Insgesamt werden junge Männer unabhängig von der Herkunft häufiger straffällig als andere Bevölkerungsgruppen. Aber auch wenn dieser und weitere soziodemografische Unterschiede statistisch berücksichtigt würden, bleibe "ein signifikanter Unterschied in der Kontrollwahrscheinlichkeit". Müller wertet die Ergebnisse somit als Indiz dafür, "dass Racial Profiling in Deutschland existiert".

Heftig umstritten war die Thematik bisher, weil Polizeikontrollen, die aufgrund äußerlicher Merkmale und nicht aufgrund des Verhaltens der Betroffenen stattfinden, als unzulässige Ungleichbehandlung gelten – sie verstoßen gegen das verfassungsrechtliche Diskriminierungsverbot. Racial Profiling lässt sich in Deutschland aber nicht anhand administrativer Daten untersuchen, da die entscheidenden Merkmale in den einschlägigen Statistiken nicht erfasst werden.

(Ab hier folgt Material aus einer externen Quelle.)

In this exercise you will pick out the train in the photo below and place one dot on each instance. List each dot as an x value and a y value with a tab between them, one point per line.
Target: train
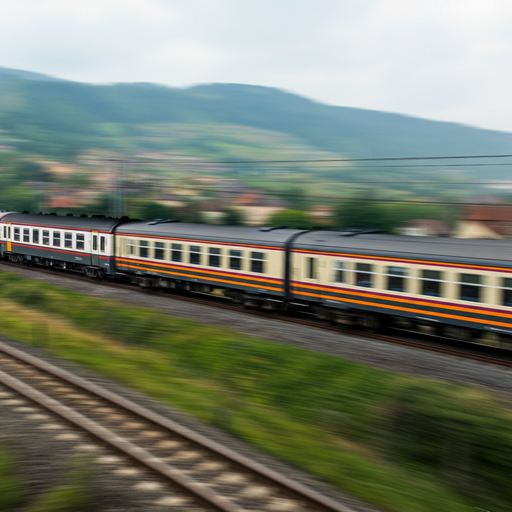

Wohnortverteilung nicht berücksichtigt

Repräsentative Erhebungen wie das SVR-Integrationsbarometer seien daher eine wichtige Basis, um das Phänomen zu untersuchen, so Alex Wittlif, Ko-Autor des Policy Briefs: "Erstmals können wir empirisch auf einer repräsentativen Basis Unterschiede in der Kontrollhäufigkeit von phänotypisch differenten Menschen untersuchen."

Dabei sei es allerdings wichtig anzuerkennen, dass die vermehrten Kontrollen nicht zwangsläufig nur auf Racial Profiling zurückzuführen sind.

"Es gibt viele Faktoren, die hier eine Rolle spielen können – nicht alle konnten in unserem Studiendesign erfasst werden. So können wir den Effekt einer unterschiedlichen Wohnortverteilung nicht 'herausrechnen'. Kriminalitätsschwerpunkte, in deren Umgebung generell häufiger kontrolliert wird, befinden sich häufig in sozial benachteiligten Stadtvierteln mit einem hohen Anteil an Zugewanderten und ihren Nachkommen."